The Tax Day Tea Parties inspired and energized conservatives across the country last week, but the response to the events from the media and Democrat partisans was perhaps the most interesting thing to watch.

When people turned out all over the country in the thousands to attend tea parties, Obama followers, especially those in the media, were shocked and bewildered, and it showed. The obvious explanation -- that many average, everyday Americans were not thrilled with the "change" they were getting from the new administration -- was not something those in the media or Obama supporters were willing to accept.
Instead we heard about how the estimated 500,000 or more people attending the 800 or so tea parties did not attend of their own free will as grass roots activists. One explanation from critics was that the protests were from "fake" grassroots. We were to believe those people didn't take time off from work and show up in the rain on their own. No. Fox News did it all. Fox somehow has enough control over those people to cause them, against their otherwise free will, to go to the trouble to interrupt their normal activities, make signs, pack up the kids and their diaper bags and strollers, travel to their nearest tea party site, find a parking space, walk to the protest area and raise their signs and their voices.
Most reporters evidently had trouble reading the signs being held up at the protests because they told their viewers the focus of the tea parties was on paying taxes. Some of the reporters even went so far as to point out to protesters that they should not be unhappy with their taxes because the new president was giving them tax cuts. If they had read the signs, they would have known that was not the point of the protests.
There were some protesters complaining that Obama nominees had evaded taxes, while average citizens paid theirs, but the focus was not so much on the amount of taxes paid, but rather how they were being spent in a reckless, foolish fashion and at an unprecedented rate, tripling the deficit with thousands of earmarks and tons of pork. Tea party protesters held signs railing against politicians who signed onto a huge spending bill they didn't bother to read and that they rushed to be voted on before anyone else had time to read it either.

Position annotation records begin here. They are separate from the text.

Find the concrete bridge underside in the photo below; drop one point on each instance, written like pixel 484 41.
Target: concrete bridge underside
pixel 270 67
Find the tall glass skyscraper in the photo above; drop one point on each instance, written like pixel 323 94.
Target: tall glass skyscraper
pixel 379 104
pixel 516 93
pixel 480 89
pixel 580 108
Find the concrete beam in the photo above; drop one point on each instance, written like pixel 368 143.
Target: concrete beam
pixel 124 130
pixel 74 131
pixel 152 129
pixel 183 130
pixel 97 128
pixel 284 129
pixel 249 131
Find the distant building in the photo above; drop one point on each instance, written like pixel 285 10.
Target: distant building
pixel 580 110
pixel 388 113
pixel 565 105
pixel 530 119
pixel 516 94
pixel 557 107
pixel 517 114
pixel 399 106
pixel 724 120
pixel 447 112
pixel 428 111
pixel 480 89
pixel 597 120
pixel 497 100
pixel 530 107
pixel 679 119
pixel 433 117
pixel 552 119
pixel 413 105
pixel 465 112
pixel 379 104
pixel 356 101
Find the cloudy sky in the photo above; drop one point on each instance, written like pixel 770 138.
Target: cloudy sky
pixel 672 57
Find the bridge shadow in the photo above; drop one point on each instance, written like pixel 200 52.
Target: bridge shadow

They also complained that the enormous debt being passed on to their children and grandchildren would result in an oppressive tax burden future generations would be forced to manage.
Tea party protesters also complained about the government taking over private enterprise -- determining the salaries of privately employed individuals, demanding resignations from US executives and even getting into the business of guaranteeing automobile warranties.
All those in the media had to do was read a few of the signs to "get it." The complaints were pretty straight forward: Stop the spending. Get out of our business. Let us keep more of the money we make. Stop the bailouts. For some reason such common sense concerns were beyond the comprehension of most of those reporting on the events.
In addition to reporters of the tea party story claiming the events were not grass roots because they were organized by Fox News, and most of the reporters not correctly reporting the subject of the protests, a few television journalists and pseudo-journalists, felt the need to disparage the protesters with nasty jokes about "teabagging," a reference to a slang term for a particular sex act.